Friday, March 2, 2012

"Second star to the right, and straight on till morning." No better end for our stalwart heroes, no better goodbye for Star Trek.

By the time J.J. Abrams's Star Trek 2 (or whatever it's called) debuts in the summer of 2013, it will have been just under 21 years since the release of Star Trek VI: The Undiscovered Country, which was supposed to be the final Star Trek film.  Since that time in December, 1991, we've had (counting the upcoming sequel) an additional six films, meaning that just half the Star Trek films explicitly involved the original cast and crew of the Starship Enterprise.  Star Trek: Generations had cameos from several members of the crew, and Spock showed up in the third act of Star Trek, but we will soon reach a point where we've spent more cinematic time in the company of the Next Generation crew and these alternate-universe youngins than we have with the original icons.  I have no criticism or commentary about that, other than to say that it's not a little ironic that Kirk, Spock, and the rest of the crew have slowly been put out to pasture by younger replacements.  After all, the first six Star Trek films were all about the now-elderly crew coming to terms with their own mortality, their eventual retirement, and whether or not the lives that they had dedicated to exploring that final frontier really made a damn bit of difference.  All of this is just a silly essay to justify posting this scene, the climax from Star Trek VI: The Undiscovered Country.  It is the best film in the Star Trek series, one where the two-fisted swashbuckler Captain Kirk comes to terms with his own rage and his own eventual irrelevance, forgives his mortal enemies, and becomes a broker of peace rather than a weapon of war.
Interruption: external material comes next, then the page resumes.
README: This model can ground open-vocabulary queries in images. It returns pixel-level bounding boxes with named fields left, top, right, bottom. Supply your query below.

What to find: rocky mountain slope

This final bittersweet moment never fails to move me.  I can think of no better goodbye than this moment, and there is a part of me, my enjoyment of the next six films aside, that wished they had let this final grace note be the true and undisputed finale.

Scott Mendelson

1 comment:

Diane Lowe said...

As beautiful as the film was, JJ Abrams' Star Trek misses the whole point of what Star Trek tries to do, and that is precisely why they should have stopped at The Undiscovered Country (although I really liked First Contact and that is the second logical stopping point for the movie series).